人工知能の開発により、シーン認識技術はますます成熟し、画像分析やセキュリティ監視などの分野で広く使用されています。 PHPとOPENCVライブラリを組み合わせることにより、開発者は画像ベースのシーン認識機能を簡単に実装できます。この記事では、関連する実装の手順とコアコードの例を体系的に紹介します。
OpenCV(Open Computer Vision Library)は、オブジェクトの検出、顔認識、その他の機能など、リッチな画像処理とビジョンアルゴリズムのサポートを提供する強力なオープンソースコンピュータービジョンツールキットです。 OpenCVを使用すると、開発者はさまざまな視覚タスクを効率的に完了できます。
PHPを使用してOPENCV関数を呼び出す前に、OPENCVとPHPの環境インストールと構成を完了する必要があります。

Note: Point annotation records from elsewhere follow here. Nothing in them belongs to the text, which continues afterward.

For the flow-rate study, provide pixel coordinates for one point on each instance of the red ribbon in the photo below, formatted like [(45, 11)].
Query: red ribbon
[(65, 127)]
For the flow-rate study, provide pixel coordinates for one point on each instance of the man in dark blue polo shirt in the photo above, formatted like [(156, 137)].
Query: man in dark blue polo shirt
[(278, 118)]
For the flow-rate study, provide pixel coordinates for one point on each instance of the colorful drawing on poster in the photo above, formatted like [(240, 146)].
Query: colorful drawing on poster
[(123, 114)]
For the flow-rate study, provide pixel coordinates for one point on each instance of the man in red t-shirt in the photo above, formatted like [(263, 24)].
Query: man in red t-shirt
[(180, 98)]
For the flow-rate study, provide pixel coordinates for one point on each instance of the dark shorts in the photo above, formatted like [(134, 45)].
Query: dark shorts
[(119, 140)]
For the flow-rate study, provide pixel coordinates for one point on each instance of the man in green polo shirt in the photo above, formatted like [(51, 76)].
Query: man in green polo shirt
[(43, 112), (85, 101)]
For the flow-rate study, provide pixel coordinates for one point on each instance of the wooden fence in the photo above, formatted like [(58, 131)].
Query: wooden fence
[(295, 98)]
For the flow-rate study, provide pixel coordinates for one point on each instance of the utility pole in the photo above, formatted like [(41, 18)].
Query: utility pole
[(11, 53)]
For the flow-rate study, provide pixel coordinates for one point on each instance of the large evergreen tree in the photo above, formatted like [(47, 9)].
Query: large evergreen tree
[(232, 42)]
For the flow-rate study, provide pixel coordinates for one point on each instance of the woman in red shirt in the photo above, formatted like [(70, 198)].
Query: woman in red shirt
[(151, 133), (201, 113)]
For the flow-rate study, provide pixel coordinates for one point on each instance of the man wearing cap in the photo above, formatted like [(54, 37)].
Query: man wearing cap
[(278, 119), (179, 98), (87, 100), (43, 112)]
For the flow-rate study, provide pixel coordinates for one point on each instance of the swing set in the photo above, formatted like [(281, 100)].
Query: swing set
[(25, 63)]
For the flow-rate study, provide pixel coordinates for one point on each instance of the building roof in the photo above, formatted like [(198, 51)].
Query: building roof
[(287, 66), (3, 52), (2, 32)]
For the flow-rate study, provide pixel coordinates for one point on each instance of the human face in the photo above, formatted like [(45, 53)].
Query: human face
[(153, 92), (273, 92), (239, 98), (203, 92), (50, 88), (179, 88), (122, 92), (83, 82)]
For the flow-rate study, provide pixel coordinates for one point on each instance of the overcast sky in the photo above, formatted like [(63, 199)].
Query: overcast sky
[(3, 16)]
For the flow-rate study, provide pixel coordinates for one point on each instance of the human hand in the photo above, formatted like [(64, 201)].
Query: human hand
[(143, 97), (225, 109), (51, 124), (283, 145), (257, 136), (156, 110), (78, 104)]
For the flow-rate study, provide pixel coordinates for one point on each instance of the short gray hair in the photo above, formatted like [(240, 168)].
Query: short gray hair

関連する詳細については、公式ドキュメントを参照してください。
まず、認識される画像ファイルをロードする必要があります。読み取りには、OpenCVのIMREAD関数を使用できます。サンプルコードは次のとおりです。
$filePath = 'path/to/image.jpg';
$image = cvimread($filePath);
認識の精度を向上させるには、グレースケール、寸法調整、ヒストグラムの均等化など、画像を前処理する必要があります。以下は、一般的な前処理方法の例です。
// グレースケール
$imageGray = new cvMat();
cvcvtColor($image, $imageGray, cvCOLOR_BGR2GRAY);
// サイズとサイズ変更
$imageResized = new cvMat();
cvesize($imageGray, $imageResized, new cvSize(800, 600));
// ヒストグラムの均等化
cvequalizeHist($imageGray, $imageGray);
シーンの認識は訓練されたモデルに依存し、一般的に使用されるモデルにはニューラルネットワーク、サポートベクターマシンなどが含まれます。OPENCV関数を使用してモデルをロードおよび構成します。例は次のとおりです。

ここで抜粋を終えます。